Dans un geste controversé, Donald Trump a signé jeudi 17 avril 2025 un décret visant à réautoriser la pêche commerciale dans le Pacific Remote Islands Marine National Monument (PRIMNM), l'un des plus vastes sanctuaires marins de la planète. Cette décision fait partie d'une série de mesures de dérégulation environnementale engagées depuis son retour à la Maison-Blanche en janvier dernier.
Situé au sud-ouest de Hawaï, ce sanctuaire marin s'étend sur plus de 1,2 million de kilomètres carrés, une superficie presque deux fois supérieure à celle du Texas. Il constitue un refuge vital pour des centaines d'espèces marines, dont plusieurs sont endémiques et menacées d'extinction.
La création de cette zone protégée remonte au 6 janvier 2009, sous l'administration de George W. Bush. Elle a ensuite été considérablement agrandie par Barack Obama le 25 septembre 2014, qui a multiplié sa taille par six. Jusqu'à présent, la pêche commerciale ainsi que l'extraction de ressources minières y étaient strictement interdites, seules la pêche traditionnelle et de loisir y restant autorisées.
Un écosystème marin d'une richesse exceptionnelle
Le PRIMNM est composé de sept territoires isolés : les îles Baker, Howland et Jarvis, les atolls Johnston, Wake et Palmyra, ainsi que le récif Kingman. Ces zones constituent des sanctuaires pour de nombreuses espèces endémiques, notamment des coraux, poissons, crustacés, mammifères marins, oiseaux, insectes et plantes.
Parmi la faune protégée, on trouve les tortues vertes et imbriquées, les huîtres perlières, les bénitiers géants, différentes espèces de requins de récif, de mérous, de labres Napoléon, de perroquets à bosse, ainsi que plusieurs types de dauphins et de baleines. Les îles et atolls servent également de sites de nidification essentiels pour de nombreuses espèces d'oiseaux marins.
En raison de leur isolement et de leur fragilité écologique, l'accès à ces îles est actuellement strictement réglementé, généralement limité aux scientifiques et aux personnels autorisés. Ce statut en fait des laboratoires naturels particulièrement précieux pour l'étude des écosystèmes marins et des effets du changement climatique.

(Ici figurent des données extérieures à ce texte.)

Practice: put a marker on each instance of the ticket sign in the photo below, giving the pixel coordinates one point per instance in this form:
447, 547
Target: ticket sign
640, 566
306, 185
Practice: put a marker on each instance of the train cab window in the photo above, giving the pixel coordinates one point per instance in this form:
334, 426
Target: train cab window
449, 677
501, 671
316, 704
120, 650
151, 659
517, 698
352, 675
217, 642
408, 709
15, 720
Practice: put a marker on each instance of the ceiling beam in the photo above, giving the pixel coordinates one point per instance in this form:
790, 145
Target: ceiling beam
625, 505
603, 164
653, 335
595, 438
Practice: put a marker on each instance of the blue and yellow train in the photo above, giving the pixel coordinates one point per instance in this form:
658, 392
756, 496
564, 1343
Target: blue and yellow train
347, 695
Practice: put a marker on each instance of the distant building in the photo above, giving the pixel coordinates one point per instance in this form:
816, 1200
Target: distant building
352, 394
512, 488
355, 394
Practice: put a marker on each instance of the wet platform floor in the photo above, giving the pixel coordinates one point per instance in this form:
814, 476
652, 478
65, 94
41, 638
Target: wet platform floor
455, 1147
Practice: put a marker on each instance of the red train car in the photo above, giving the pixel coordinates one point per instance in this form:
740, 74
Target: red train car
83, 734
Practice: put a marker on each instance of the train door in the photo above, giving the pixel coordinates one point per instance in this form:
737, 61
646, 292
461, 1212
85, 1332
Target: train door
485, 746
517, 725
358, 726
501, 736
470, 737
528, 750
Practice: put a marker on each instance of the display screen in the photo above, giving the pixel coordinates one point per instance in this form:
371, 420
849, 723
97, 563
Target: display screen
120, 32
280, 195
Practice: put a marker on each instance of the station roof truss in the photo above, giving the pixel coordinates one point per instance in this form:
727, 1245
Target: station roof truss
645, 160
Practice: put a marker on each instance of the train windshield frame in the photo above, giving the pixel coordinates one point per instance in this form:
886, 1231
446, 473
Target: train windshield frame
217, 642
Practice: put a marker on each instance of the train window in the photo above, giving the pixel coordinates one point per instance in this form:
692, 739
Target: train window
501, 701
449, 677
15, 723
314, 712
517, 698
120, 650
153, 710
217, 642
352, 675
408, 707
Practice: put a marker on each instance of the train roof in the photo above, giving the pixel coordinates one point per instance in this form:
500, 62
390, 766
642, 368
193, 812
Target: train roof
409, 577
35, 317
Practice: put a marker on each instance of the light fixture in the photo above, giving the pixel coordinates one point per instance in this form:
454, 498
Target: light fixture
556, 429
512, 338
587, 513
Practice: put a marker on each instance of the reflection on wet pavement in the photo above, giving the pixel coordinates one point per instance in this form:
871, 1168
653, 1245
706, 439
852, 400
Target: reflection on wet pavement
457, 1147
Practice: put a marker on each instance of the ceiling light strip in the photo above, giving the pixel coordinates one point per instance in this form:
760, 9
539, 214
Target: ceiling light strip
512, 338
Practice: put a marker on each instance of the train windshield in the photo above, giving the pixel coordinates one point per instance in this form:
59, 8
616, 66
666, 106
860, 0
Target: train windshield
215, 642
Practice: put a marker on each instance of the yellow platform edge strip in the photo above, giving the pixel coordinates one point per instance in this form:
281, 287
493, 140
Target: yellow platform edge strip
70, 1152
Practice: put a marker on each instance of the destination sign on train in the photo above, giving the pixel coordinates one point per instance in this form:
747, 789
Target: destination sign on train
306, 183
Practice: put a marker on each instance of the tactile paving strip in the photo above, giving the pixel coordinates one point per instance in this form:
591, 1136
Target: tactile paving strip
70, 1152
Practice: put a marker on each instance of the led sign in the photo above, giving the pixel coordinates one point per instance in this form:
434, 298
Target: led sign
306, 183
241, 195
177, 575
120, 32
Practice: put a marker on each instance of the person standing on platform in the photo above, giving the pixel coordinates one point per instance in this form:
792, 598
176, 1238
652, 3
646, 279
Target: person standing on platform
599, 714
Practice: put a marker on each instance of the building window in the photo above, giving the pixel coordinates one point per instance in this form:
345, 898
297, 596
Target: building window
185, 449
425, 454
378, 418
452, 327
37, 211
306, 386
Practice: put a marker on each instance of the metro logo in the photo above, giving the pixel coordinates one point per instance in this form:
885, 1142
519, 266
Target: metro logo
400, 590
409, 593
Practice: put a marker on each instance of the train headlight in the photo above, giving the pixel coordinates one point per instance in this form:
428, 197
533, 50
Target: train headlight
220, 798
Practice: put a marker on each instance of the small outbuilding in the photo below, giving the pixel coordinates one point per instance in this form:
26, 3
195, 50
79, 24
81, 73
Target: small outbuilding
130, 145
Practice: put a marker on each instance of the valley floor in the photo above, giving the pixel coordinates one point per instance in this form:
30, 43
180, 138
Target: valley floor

Les justifications économiques avancées par Trump
Pour justifier sa décision, le président américain affirme que l'interdiction de pêche commerciale dans cette zone "désavantage les pêcheurs commerciaux honnêtes des États-Unis" en les poussant "à pêcher plus loin au large dans les eaux internationales pour rivaliser avec des flottes étrangères mal réglementées et fortement subventionnées". Donald Trump soutient également qu'"une pêche commerciale correctement gérée ne mettrait pas en danger les objets d'intérêt scientifique et historique" protégés par le sanctuaire.
Cette décision s'inscrit dans une politique plus large de dérégulation environnementale assumée par l'administration Trump, qui a déjà remis en question plusieurs normes écologiques depuis son retour au pouvoir le 20 janvier dernier. Le président, ouvertement climatosceptique, justifie ces mesures comme étant nécessaires pour stimuler l'économie américaine.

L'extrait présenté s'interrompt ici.